I assume the in-tank pump is needed to negate the lack of gravity feed so that the main pump stresses less?

I have a fuel cell installed in the spare tire well, and right now I'm using some cheap oem fox cis pump that feeds from one of the the bottom outlets of the cell, to a summit/whatever inline small FI filter to rail. with a 3.5bar fpr it idles at 50 psi but then drops to 40psi if I put my 4 bosch 440ccs at 100% duty cycle.

I picked up a walbro 225lph inline pump and am wondering...

1) just replace the cis pump with the walbro
2) install it inline, after the cis pump
3)install it at the 2nd cell outlet, parallel to the cis, and have it triggered on when i'm not at idle, because the cis one works just fine at idle

I forsee some expensive plumbing in option 3...


----------



## Optimus234 (Aug 19, 2002)

Bump.

Number one is exactly what i'am looking to do on me 1985 mk2 Scirocco.

Just want confirmation that it will work.


----------



## big_hot_tamale (Dec 20, 2003)

Optimus234 said:


> Bump.
> 
> Number one is exactly what i'am looking to do on me 1985 mk2 Scirocco.
> 
> Just want confirmation that it will work.


It's the option I went with, but no word yet on function as the engine is under for a ring and bearing change.


----------



## Optimus234 (Aug 19, 2002)

Please tell me what the outcome is when your car is running.

Thanks,

Kevin


----------



## HidRo (Sep 19, 2003)

In the end, I went with a direct connection from the battery, not the stock wiring through the fuse box.
It's working great.
I still have the lift pump from the tank, and the inline walbro


----------



## VWDugan (Mar 22, 2001)

I am looking at doing the Walbro pump in-line on my coupe...but the car was originally diesel...can i just leave the original lift pump in the tank and run the walbro inline or do i need to change the diesel one out?
I was originally going to swap out the tank for an mk3 unit but that seems like a pain to do lol


----------



## TwinScrew20v (Dec 25, 2003)

VWDugan said:


> I am looking at doing the Walbro pump in-line on my coupe...but the car was originally diesel...can i just leave the original lift pump in the tank and run the walbro inline or do i need to change the diesel one out?
> I was originally going to swap out the tank for an mk3 unit but that seems like a pain to do lol


Swapping the tank was actually pretty easy.
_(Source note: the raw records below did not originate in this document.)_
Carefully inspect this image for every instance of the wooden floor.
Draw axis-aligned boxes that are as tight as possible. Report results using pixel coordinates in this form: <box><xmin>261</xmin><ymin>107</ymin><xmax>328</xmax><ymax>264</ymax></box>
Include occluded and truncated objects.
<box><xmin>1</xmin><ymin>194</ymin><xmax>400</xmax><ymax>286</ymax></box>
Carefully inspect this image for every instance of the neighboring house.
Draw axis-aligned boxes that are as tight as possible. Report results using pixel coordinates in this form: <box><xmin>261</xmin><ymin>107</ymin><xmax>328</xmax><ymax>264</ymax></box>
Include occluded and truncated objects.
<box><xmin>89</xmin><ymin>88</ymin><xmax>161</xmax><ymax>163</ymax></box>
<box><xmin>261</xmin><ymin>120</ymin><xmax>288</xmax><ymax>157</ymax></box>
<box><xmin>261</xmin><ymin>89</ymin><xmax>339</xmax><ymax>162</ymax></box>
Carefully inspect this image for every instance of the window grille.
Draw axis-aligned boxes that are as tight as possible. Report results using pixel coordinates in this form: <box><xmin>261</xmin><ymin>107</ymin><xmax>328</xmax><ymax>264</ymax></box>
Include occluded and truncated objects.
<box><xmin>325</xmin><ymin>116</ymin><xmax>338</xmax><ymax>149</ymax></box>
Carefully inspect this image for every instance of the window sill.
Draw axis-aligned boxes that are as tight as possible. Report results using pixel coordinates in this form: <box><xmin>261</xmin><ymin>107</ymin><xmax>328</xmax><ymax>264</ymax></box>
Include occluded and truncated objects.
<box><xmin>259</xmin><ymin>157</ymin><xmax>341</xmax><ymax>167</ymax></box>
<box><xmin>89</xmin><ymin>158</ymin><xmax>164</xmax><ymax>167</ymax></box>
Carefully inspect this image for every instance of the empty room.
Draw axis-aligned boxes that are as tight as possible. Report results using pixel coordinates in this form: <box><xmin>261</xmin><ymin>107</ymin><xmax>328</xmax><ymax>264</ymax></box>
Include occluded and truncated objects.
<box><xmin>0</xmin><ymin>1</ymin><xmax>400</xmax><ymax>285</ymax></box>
Took about 5 hours including running the Mk3 hardlines to the front (but they you could get away with rubberlines fitting in the Mk2 lines if you wanted). I did this swap so I had a Mk3 pump feeding my Walbro, not to mention the extra capacity. I had an intank fail and lean out the motor and melt #6 at 13psi, but with a good intank, no need to worry. I didn't know the age of my intank so it was probably time.

As for fuel cell needs, gravity feed is fine in place of a transfer pump, but make sure your cell has a method of keeping fuel at the feed port. A lot of the ports are faced towards the rear since fuel goes that direction when you take off/shift, but you want to make sure you have a constant supply during cornering and braking as well. Baffles, or the fuel foam systems inside are what you want to watch for.


----------